DIW: Haushaltskürzungen verpassen Wirtschaft weiteren Dämpfer

Von Andreas Kißler

BERLIN (Dow Jones) - Das Deutsche Institut für Wirtschaftsforschung (DIW) hat seine Konjunkturprognosen für 2024 und 2025 gesenkt. Für dieses Jahr prognostiziert das Institut einen Rückgang des Bruttoinlandsproduktes (BIP) um 0,3 Prozent. "In den beiden kommenden Jahren dürfte es dann mit 0,6 und 1,0 Prozent langsamer bergauf gehen als noch vor drei Monaten erwartet", so das DIW. Diese Prognose berücksichtige, dass die Bundesregierung für die beiden kommenden Jahre Einsparungen vornehmen und nicht alle in Aussicht gestellten oder versprochenen Ausgaben tätigen werde. Diese Kürzungen und die Unsicherheiten werden das Wachstum 2024 und 2025 nach den Berechnungen des DIW voraussichtlich um 0,3 beziehungsweise 0,2 Prozentpunkte drücken.
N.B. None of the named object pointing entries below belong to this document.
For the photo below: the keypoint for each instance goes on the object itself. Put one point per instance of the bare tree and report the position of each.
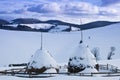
(111, 53)
(96, 53)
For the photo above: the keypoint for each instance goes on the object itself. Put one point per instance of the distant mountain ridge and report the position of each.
(55, 23)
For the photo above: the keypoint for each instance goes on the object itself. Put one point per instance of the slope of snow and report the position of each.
(59, 28)
(42, 58)
(83, 59)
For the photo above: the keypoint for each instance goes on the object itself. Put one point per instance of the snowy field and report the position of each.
(60, 77)
(18, 47)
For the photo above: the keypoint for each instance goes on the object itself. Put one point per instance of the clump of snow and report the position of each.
(83, 60)
(42, 58)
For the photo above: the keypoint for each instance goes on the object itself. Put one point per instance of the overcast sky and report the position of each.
(68, 10)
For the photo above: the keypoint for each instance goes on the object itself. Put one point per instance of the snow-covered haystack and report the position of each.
(82, 61)
(42, 62)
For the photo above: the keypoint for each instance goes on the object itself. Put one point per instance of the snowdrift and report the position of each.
(42, 62)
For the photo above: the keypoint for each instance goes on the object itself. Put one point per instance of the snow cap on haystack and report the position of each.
(83, 59)
(42, 60)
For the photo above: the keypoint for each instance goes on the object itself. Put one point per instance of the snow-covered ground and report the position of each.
(17, 47)
(60, 77)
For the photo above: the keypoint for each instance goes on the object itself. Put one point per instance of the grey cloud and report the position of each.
(109, 2)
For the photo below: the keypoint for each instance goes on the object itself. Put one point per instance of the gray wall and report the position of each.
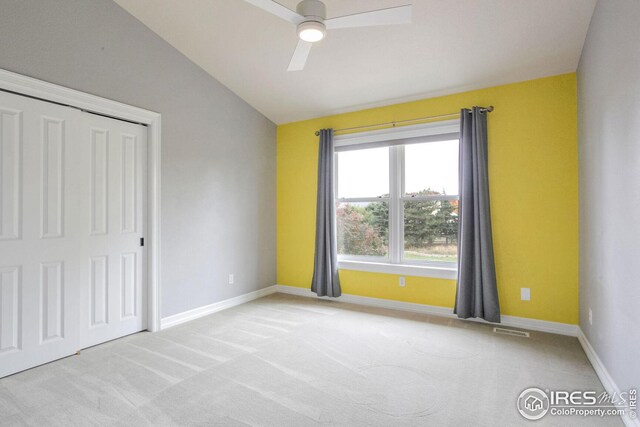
(609, 162)
(218, 153)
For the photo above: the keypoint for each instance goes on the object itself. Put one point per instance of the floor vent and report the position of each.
(513, 332)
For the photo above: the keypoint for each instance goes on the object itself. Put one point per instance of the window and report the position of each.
(397, 200)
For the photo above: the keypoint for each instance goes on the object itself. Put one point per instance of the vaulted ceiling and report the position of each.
(451, 46)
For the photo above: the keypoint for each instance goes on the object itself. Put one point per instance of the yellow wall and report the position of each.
(533, 172)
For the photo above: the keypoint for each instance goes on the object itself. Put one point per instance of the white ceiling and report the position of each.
(451, 46)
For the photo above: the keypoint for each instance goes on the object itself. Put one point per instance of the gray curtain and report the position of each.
(325, 280)
(477, 292)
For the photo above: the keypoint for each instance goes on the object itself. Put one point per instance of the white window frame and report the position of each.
(394, 263)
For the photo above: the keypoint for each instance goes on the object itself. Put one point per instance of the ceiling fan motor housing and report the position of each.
(312, 10)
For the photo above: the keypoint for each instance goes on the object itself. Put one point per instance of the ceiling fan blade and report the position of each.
(300, 55)
(393, 15)
(277, 9)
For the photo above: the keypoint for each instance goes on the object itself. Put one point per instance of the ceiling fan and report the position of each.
(310, 17)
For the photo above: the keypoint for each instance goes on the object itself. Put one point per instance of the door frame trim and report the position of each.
(62, 95)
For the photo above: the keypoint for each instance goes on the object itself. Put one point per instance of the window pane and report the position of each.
(363, 228)
(431, 231)
(363, 173)
(431, 168)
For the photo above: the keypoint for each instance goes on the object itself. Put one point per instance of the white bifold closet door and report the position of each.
(72, 213)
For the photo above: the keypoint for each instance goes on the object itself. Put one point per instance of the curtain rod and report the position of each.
(419, 119)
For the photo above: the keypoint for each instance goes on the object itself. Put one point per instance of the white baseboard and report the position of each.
(511, 321)
(605, 378)
(196, 313)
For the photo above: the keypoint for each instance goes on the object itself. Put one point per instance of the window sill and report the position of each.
(403, 269)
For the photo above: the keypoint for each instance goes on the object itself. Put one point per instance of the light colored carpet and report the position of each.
(291, 361)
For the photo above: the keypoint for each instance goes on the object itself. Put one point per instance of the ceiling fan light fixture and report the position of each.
(312, 31)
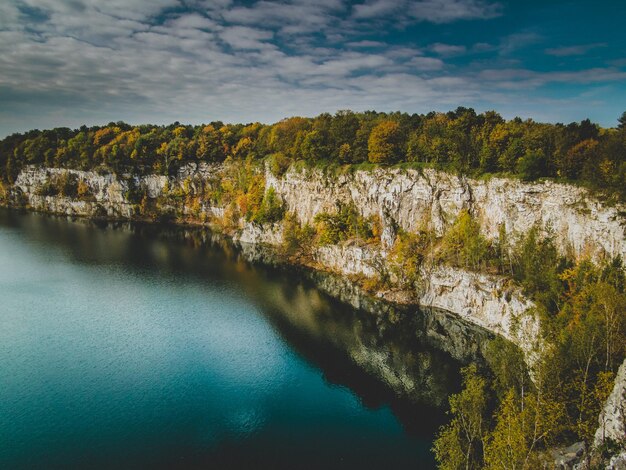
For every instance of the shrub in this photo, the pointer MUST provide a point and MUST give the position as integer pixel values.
(297, 239)
(463, 245)
(272, 208)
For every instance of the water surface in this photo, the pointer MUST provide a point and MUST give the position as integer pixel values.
(127, 348)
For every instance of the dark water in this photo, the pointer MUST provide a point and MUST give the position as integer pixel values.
(137, 348)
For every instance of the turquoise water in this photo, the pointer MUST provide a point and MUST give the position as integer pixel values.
(126, 348)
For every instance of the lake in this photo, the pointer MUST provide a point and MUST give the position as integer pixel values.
(154, 347)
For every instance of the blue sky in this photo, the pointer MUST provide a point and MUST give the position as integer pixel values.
(69, 62)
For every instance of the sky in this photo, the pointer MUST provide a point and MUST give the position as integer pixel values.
(74, 62)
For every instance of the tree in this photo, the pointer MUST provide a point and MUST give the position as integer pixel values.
(383, 144)
(506, 446)
(463, 244)
(459, 443)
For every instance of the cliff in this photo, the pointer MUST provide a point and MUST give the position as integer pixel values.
(612, 422)
(400, 198)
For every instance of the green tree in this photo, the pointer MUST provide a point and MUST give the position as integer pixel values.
(463, 243)
(383, 144)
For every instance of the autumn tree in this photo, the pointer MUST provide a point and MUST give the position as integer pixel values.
(383, 144)
(459, 444)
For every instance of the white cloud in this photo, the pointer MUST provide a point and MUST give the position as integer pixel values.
(434, 11)
(566, 51)
(447, 49)
(68, 62)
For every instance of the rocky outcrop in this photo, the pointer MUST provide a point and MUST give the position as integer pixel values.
(408, 199)
(400, 199)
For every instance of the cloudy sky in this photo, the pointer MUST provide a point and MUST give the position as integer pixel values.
(69, 62)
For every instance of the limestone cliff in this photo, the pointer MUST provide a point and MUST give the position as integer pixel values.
(400, 198)
(612, 421)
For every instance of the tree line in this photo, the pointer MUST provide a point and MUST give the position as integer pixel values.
(459, 141)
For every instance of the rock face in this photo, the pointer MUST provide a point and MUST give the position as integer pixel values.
(612, 421)
(409, 198)
(401, 199)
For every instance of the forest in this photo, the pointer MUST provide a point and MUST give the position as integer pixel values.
(507, 415)
(460, 141)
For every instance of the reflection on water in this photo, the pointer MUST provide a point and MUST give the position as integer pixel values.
(157, 346)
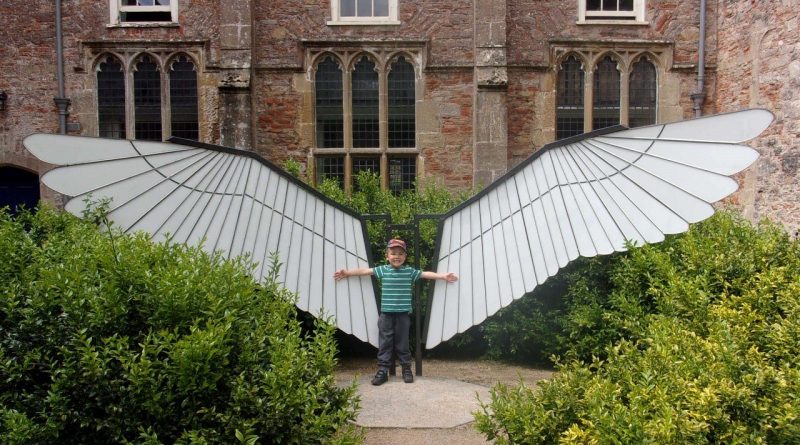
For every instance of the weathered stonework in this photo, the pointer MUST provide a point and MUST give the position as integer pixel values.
(486, 76)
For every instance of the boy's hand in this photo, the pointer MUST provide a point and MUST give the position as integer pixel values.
(451, 277)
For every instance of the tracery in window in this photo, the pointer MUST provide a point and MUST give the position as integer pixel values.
(147, 100)
(619, 11)
(401, 104)
(328, 89)
(137, 12)
(619, 86)
(606, 93)
(642, 94)
(111, 98)
(363, 12)
(365, 104)
(350, 136)
(183, 98)
(569, 100)
(162, 107)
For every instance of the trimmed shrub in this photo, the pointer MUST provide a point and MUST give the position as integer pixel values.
(697, 340)
(110, 338)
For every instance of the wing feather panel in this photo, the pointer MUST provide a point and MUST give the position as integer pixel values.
(584, 196)
(223, 200)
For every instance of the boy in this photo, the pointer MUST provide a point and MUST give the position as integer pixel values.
(397, 281)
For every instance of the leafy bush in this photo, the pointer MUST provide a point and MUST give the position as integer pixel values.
(697, 340)
(109, 338)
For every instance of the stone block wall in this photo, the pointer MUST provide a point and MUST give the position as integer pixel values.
(759, 66)
(486, 92)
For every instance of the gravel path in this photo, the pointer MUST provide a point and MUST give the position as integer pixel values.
(480, 372)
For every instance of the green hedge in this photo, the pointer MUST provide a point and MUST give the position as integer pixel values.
(692, 341)
(109, 338)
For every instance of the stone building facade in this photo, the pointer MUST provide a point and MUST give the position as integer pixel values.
(455, 92)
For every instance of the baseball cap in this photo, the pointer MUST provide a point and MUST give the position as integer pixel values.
(396, 243)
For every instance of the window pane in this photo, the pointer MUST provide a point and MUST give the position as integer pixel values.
(147, 100)
(365, 105)
(401, 105)
(642, 104)
(365, 164)
(330, 122)
(183, 99)
(347, 8)
(569, 101)
(145, 2)
(381, 8)
(402, 173)
(331, 167)
(364, 8)
(605, 109)
(111, 99)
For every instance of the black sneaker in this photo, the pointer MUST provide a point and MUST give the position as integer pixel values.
(380, 377)
(408, 376)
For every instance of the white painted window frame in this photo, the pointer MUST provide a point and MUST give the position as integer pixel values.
(116, 8)
(337, 19)
(613, 17)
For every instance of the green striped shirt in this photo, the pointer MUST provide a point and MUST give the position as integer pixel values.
(396, 287)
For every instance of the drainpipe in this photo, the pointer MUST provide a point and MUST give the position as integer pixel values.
(61, 101)
(699, 95)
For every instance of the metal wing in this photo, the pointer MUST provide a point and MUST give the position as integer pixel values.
(583, 196)
(226, 200)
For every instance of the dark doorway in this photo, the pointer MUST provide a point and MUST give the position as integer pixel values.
(18, 188)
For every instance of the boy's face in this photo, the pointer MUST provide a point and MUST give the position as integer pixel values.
(396, 256)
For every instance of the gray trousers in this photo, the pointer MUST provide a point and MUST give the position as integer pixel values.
(393, 337)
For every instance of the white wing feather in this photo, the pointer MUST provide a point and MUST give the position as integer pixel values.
(228, 201)
(583, 196)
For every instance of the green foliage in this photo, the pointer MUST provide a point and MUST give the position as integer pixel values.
(110, 338)
(694, 340)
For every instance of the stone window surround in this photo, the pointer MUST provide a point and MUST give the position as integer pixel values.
(128, 54)
(613, 17)
(589, 54)
(347, 54)
(115, 8)
(337, 19)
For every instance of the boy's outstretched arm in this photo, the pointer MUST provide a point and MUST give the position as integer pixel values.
(344, 273)
(450, 277)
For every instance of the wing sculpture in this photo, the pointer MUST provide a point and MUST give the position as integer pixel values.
(224, 200)
(583, 196)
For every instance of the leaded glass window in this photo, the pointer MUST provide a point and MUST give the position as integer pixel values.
(328, 89)
(365, 104)
(642, 99)
(569, 102)
(606, 93)
(147, 100)
(111, 99)
(183, 98)
(402, 99)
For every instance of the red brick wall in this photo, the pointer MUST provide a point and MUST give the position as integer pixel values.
(759, 53)
(447, 149)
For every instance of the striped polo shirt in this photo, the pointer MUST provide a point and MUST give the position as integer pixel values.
(396, 287)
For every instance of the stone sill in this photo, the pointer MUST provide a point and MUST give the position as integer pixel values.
(144, 25)
(363, 23)
(612, 22)
(364, 151)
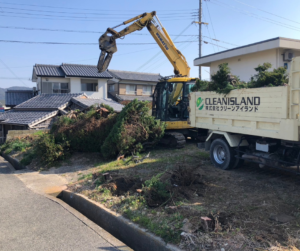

Die Inflation wird nach der Prognose von 5,9 Prozent in diesem Jahr auf 2,4 Prozent im kommenden und 2,0 Prozent im übernächsten Jahr zurückgehen. Die Zahl der Arbeitslosen wird sich demnach 2023 auf 2,608 Millionen und 2024 weiter auf 2,713 Millionen erhöhen, bevor sie 2025 wieder auf 2,559 Millionen fällt. Die Arbeitslosenquote liegt nach den Berechnungen des Berliner Instituts dieses Jahr bei 5,7 Prozent, nächstes bei 5,9 Prozent und übernächstes bei 5,5 Prozent. Für das deutsche Budgetdefizit erwarten die Ökonominnen und Ökonomen einen deutlichen Rückgang auf 1,1 Prozent des BIP im kommenden und 0,6 Prozent im übernächsten Jahr nach 2,1 Prozent im laufenden Jahr.

Die deutsche Wirtschaft finde nur sehr mühsam aus der Schwächephase heraus - auch die Einigung im Haushaltsstreit liefere keine positiven Impulse. Der private Konsum als Konjunkturtreiber sei entgegen den ursprünglichen Erwartungen in den vergangenen Monaten weitgehend ausgefallen - und zwar weil trotz erheblich gestiegener Löhne und der deutlich verlangsamten Inflation die realen Einkommen bislang nur leicht gestiegen seien. Gleichzeitig hätten die Verbraucher angesichts anhaltend ungewisser Zeiten aufgebrauchte finanzielle Reserven zunächst wieder aufgefüllt anstatt das Geld direkt auszugeben.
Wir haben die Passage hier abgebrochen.